Those Sports Fields Next to the Factory
Gyms and race tracks as ways of fostering welfare and community values in the history of Bicocca. Consolini’s Olympic gold medal.
The promotion of sport was a powerful means in the framework of what today we would call corporate welfare, and this was well known by the enlightened entrepreneurs of the early twentieth century.
The old model of the exploitation of the workforce that had been a feature of the rise of the Industrial Revolution was by then completely unsustainable, and it was clear that that same workforce was a capital to be valued and preserved both in spirit and in body. Pirelli, in this respect, had been in the vanguard for several years. In the large spaces that the new Bicocca site—opened in 1909 in the area north-east of Milan—had made available over a twenty-year period, the company had gradually built up a network of services for its employees: first and foremost, the Borgo Pirelli cottages, built pursuant to a series of agreements with the Istituto Autonomo Case Popolari and financed by Pirelli to offer employees subsidised rentals and sales. Then, the kindergarten, the school and the Greco railway station, followed by the theatre and the library. Of course, there were sporting facilities for the 'Pirellians', also due to the historical period, physical fitness was promoted as a source of wellbeing for youth.

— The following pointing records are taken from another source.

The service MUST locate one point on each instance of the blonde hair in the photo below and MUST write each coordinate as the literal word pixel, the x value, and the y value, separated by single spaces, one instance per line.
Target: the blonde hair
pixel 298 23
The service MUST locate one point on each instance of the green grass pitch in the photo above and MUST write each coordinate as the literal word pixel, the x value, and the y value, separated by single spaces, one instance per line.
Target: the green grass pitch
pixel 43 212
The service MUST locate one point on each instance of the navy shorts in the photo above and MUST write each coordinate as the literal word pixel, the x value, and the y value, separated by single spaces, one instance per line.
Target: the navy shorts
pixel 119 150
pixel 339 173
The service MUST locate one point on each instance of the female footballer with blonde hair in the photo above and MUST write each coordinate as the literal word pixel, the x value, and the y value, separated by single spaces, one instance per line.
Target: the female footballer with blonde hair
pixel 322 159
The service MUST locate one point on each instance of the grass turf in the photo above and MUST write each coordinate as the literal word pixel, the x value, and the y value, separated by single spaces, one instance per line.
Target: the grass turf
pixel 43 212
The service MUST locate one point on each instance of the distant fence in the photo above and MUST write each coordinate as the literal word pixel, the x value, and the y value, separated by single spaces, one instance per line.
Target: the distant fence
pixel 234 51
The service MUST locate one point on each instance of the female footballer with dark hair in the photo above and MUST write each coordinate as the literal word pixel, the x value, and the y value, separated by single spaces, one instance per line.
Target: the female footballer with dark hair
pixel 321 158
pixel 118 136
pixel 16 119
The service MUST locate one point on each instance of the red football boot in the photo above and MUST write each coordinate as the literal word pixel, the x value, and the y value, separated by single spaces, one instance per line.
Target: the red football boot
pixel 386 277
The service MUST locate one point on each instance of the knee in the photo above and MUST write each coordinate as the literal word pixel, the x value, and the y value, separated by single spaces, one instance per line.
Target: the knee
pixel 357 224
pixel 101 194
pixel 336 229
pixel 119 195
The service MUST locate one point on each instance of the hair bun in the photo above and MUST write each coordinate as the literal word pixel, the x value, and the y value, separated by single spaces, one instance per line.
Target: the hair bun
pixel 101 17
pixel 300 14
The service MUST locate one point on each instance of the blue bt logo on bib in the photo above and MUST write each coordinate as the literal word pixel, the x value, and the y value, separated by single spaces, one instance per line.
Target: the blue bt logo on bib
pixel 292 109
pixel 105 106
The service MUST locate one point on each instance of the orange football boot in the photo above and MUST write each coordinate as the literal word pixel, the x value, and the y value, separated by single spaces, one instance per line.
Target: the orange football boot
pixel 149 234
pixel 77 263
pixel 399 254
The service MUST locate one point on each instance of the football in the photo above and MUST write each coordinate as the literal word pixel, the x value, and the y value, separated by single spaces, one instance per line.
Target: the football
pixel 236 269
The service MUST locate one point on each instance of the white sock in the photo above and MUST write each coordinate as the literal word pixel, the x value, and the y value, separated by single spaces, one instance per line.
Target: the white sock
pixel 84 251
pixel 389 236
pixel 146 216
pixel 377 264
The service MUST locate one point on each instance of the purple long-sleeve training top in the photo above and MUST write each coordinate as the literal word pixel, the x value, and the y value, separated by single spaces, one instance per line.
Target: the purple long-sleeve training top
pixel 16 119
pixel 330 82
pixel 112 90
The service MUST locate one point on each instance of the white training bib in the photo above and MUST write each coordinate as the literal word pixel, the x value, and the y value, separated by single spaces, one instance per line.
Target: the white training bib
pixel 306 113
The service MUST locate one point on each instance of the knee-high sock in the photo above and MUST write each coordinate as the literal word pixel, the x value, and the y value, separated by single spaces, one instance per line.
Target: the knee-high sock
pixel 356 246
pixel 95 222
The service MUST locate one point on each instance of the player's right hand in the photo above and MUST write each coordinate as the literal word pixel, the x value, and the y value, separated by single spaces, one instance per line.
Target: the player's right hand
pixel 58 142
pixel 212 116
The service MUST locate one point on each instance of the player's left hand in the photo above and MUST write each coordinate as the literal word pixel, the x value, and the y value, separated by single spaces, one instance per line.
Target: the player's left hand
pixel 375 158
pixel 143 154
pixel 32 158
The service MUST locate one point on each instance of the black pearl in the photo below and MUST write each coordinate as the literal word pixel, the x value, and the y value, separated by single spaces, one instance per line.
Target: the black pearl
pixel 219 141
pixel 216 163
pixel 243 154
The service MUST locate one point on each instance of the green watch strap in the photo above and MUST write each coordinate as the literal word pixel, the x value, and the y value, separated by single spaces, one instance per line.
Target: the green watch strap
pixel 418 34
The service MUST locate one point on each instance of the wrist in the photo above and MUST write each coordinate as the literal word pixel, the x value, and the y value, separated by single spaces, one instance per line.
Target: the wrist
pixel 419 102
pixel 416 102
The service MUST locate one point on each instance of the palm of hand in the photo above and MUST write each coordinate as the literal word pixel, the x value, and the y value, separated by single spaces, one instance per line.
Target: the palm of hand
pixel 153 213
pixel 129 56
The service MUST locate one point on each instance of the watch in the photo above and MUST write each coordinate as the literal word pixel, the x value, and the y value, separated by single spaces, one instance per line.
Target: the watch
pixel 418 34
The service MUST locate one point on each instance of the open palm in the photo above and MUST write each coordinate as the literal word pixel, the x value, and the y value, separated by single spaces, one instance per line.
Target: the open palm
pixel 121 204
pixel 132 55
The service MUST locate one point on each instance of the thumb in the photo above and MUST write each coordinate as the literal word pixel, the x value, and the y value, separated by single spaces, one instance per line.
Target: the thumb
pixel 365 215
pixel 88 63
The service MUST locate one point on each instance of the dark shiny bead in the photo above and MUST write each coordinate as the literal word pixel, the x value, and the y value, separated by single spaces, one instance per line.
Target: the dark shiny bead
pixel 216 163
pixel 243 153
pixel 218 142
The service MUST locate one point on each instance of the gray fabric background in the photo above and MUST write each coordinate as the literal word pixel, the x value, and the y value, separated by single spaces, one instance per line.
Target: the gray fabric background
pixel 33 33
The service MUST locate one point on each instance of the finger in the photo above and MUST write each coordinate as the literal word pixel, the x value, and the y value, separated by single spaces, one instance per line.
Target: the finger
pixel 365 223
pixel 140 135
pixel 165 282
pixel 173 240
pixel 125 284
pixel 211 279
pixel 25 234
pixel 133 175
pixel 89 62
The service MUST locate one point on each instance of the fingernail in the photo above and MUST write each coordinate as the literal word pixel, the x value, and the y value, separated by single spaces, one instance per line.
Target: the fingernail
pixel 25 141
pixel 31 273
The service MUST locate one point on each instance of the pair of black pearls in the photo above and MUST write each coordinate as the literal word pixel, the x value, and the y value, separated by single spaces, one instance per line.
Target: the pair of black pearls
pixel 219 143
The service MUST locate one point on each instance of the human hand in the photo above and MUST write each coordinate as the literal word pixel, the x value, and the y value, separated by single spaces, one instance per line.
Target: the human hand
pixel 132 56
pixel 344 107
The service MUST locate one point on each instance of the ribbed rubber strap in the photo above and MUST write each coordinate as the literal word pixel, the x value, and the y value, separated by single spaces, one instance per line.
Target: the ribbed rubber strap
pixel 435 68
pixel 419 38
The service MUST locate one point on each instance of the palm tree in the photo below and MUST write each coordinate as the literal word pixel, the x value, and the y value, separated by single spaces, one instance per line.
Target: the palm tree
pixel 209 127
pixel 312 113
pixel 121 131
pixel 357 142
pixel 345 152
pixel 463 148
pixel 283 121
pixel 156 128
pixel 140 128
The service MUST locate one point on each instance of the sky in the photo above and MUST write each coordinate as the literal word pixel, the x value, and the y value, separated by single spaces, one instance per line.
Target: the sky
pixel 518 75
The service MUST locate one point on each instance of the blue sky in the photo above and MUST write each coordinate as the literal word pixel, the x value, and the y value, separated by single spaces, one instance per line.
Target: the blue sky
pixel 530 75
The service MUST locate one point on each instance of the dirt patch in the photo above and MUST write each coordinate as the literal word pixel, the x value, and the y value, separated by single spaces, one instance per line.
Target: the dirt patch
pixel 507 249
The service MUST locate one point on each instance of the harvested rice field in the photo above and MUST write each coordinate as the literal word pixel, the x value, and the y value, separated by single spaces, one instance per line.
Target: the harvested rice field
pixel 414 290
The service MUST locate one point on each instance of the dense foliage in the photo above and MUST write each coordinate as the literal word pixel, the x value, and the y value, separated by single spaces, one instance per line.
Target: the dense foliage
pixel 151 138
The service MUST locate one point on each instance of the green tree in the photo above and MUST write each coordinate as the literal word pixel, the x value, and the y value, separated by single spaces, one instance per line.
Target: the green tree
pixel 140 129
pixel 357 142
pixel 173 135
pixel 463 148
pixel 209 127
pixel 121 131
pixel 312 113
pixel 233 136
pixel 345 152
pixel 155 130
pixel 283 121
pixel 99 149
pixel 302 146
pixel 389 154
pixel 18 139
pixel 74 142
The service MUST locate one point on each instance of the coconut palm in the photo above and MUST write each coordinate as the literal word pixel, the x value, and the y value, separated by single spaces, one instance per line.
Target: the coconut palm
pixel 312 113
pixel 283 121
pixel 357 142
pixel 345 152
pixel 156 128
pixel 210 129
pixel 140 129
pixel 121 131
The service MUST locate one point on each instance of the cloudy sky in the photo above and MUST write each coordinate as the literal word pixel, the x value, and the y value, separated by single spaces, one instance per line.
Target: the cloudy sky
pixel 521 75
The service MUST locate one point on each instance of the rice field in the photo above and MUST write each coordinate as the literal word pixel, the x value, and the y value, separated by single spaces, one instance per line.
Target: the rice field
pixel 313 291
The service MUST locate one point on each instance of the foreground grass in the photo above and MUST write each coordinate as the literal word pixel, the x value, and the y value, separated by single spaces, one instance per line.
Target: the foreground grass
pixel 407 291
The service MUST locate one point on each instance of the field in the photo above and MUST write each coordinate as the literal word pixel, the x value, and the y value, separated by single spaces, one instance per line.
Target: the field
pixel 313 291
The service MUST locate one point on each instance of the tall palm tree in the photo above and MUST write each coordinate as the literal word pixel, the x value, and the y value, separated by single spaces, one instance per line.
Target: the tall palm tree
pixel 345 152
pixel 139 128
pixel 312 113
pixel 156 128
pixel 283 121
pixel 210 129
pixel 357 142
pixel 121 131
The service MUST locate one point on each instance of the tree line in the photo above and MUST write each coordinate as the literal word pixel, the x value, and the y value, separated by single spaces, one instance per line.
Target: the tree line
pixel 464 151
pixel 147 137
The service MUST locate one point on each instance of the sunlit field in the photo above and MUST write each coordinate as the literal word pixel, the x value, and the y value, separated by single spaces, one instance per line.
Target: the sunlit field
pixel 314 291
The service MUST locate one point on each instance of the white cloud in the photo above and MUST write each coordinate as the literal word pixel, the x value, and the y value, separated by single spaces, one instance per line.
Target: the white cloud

The opening of the Pirelli Sport Club, on the company's 50th anniversary and in collaboration with the legendary sports club Pro Patria 1883, was the ultimate recognition of sport as a corporate value. Not a casual focus, however. Rather the result of a solid family culture.

Inaugurated in the 1920s, the Bicocca sports facilities had their second renaissance in the 1950s. In the post-war period, given the shortage of public facilities, these premises adjacent to the plant gave the many young people employed by the company the chance to play sports. Among these young Pirellians was a young Adolfo Consolini, who joined Pirelli in 1948 from the Veronese countryside.